I'm having trouble finding which SNPs have been pruned after LD pruning. I want to be able to list those loci that are being removed so I can remove them from my dataset for future analyses. I'll be honest that I am very new to this stuff!
Here is my code (forgive me for any errors!):
library(gdsfmt) library(SNPRelate) ### File Conversion - VCF to GDS ### vcf.fn <- "H:PhD Research/UNEAK_Bat_West1+3+4/Filtered Data/CORA 50%.vcf" snpgdsVCF2GDS(vcf.fn, "CORA.gds", method="biallelic.only") snpgdsSummary("CORA.gds") setwd("H:/PhD Research/UNEAK_Bat_West1+3+4/SNPRelate/") ### Clean-up Linkage Disequilibrium ### CORA.gds <- snpgdsOpen("CORA.gds", readonly=FALSE, allow.duplicate=TRUE, allow.fork=FALSE) set.seed(1000) snpset <- snpgdsLDpruning(CORA.gds, ld.threshold=0.8) names(snpset) head(snpset$chr0) snp.id <- unlist(snpset) read.gdsn(index.gdsn(CORA.gds, "snpset"))
I'm trying to read the GDS field in the last line but can't seem to get an output.

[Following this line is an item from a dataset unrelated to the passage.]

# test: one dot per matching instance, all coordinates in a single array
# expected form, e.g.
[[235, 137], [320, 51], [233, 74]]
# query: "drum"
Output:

Instead I get an error:
Error in inherits(node, "gdsn.class") : No such GDS node "snpset"!
I'm also trying to calculate HWE equilibrium and have come across very little documentation on how to do this, but here is my code:
### Clean-up HWE ### CORA.gds <- snpgdsOpen("CORA.gds", readonly=FALSE, allow.duplicate=FALSE, allow.fork=FALSE) sample.id <- read.gdsn(index.gdsn(CORA.gds, "sample.id")) p <- snpgdsHWE(CORA.gds, sample.id=NULL, snp.id=NULL, with.id=TRUE) summary(p) plot(-log10((1:length(p))/length(p)), -log10(p[order(p)]), xlab="-log10(expected P)", ylab="-log10(observed P)", main="QQ Plot")
Any advice at all on any of these aspects would be much appreciated!